コマは汚れ仕事をすべて俺に押し付けておいて、さも他人事みたいな態度だ。
「A子や、茶でもどうじゃ? 腹の中を洗いたかろう」
「うん。ありがと、コマちゃん。優しいね」
「苦しうない」
ふざけやがって。苦しいのはこっちのほうだってのに。
*
ターゲットを射殺することなく悪意を排除できたのはよかった。
だが、問題はそのあとだ。
なぜかA子が俺の仕事についてくるようになった。きっとコマのお気に召したのだろう。あるいは現実世界でなにかあったのかもしれない。
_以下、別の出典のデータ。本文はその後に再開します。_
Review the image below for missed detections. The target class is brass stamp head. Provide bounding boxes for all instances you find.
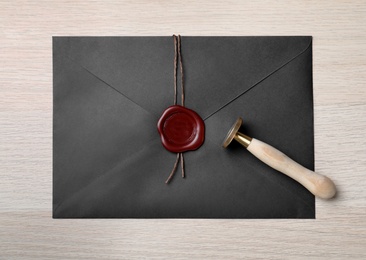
[222,117,243,148]
[222,117,252,148]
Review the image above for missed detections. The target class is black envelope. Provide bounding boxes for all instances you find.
[53,36,315,218]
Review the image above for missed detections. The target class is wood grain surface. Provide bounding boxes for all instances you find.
[0,0,366,259]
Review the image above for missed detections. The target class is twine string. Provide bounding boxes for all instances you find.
[165,35,185,184]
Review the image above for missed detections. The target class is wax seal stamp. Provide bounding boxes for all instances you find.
[158,35,205,184]
[158,105,205,153]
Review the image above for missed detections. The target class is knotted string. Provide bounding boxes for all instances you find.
[165,35,185,184]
情報が開示されていないので、正確な理由は分からない。
分かっているのは、俺の負担が増えたということだけ。
人を助けたのに、見返りがゼロ、というのはまあいいのだ。俺は基本的に、人助けとはそういうものだと思っている。
しかし人を助けたのに、得られたものは日々の苦情だけ。結果がマイナスとなってしまうと考えものだ。助けないほうがいい。
いや、でも本当は、マイナスだとは言い切れないところがある。
A子は、生きることに対して、少し前向きになったようにも見える。ワーワー言ってくるのも元気な証拠だろう。俺はそれを、心のどこかで嬉しく思っている。
だから、もしかするとプラスなのかもしれないのだ。
それに、こんな万能感丸出しの仕事を続けていたら……。俺は自分を特別なナニカだと勘違いしていただろう。特別に選ばれしナニカ。苦情を言ってくれる人間がいるおかげで、ギリギリで正気を保てている。たぶん。
銃を手にしたくらいで、自分は他人より特別な存在なんだと錯覚してしまったら……。そいつはもう、人としておしまいだ。